Many of Silver’s quarrels with evangelical and Catholic conservatives display a weak grasp of the material. Lifenews.com is not part of the “evangelical press.” The Catholic Church did not reach the conclusion that embryos should be protected from conception onward because of a belief that sperm were tiny human beings. The view that embryos have “a rational nature” is not “equivalent to saying that a single cell can think on its own and make sensible choices about its future life.” The word “goods” is not “a term used uniquely by adherents of natural law.” Pro-lifers have no ambition to deny other people’s rights “not to hold a Christian belief in the ensoulment of an early embryo”; they merely deny that people have a right to kill embryos on the basis of their beliefs. The proposed ban on cloning would not make it a crime to go overseas to get medical treatments based on cloning and then return to the U.S. The congressman who introduced that bill is named David, not Joseph, Weldon. And so, alas, on.
Silver is surely right that environmentalists confuse “natural” with good when it comes, for example, to the chemicals we encounter in everyday life. But does this confusion really prove that environmentalists are post-Christian nature-worshippers? Silver holds that natural law theorists are also guilty of identifying the good with the natural in a biological sense; but his analysis does not inspire confidence that he has dealt fairly with their arguments.

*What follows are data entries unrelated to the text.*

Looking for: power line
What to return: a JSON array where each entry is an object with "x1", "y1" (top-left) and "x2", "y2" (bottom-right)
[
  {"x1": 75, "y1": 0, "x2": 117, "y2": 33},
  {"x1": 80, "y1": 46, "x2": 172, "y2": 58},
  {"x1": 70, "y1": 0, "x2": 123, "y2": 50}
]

It was once popular to speak of “the two cultures.” In the one were the scientists, who knew little of the humanities; and in the other were the humanists, who knew little of the sciences. Lee Silver belongs to the first camp. He is an accomplished scientist, and his book is not without some interesting trivia. I had not known, for instance, that almost none of the molecules that compose a human body are still there a month later. Silver is at his best when he is teaching biology. The results are far less edifying when he commits philosophy, especially when he seems unaware that he is doing so.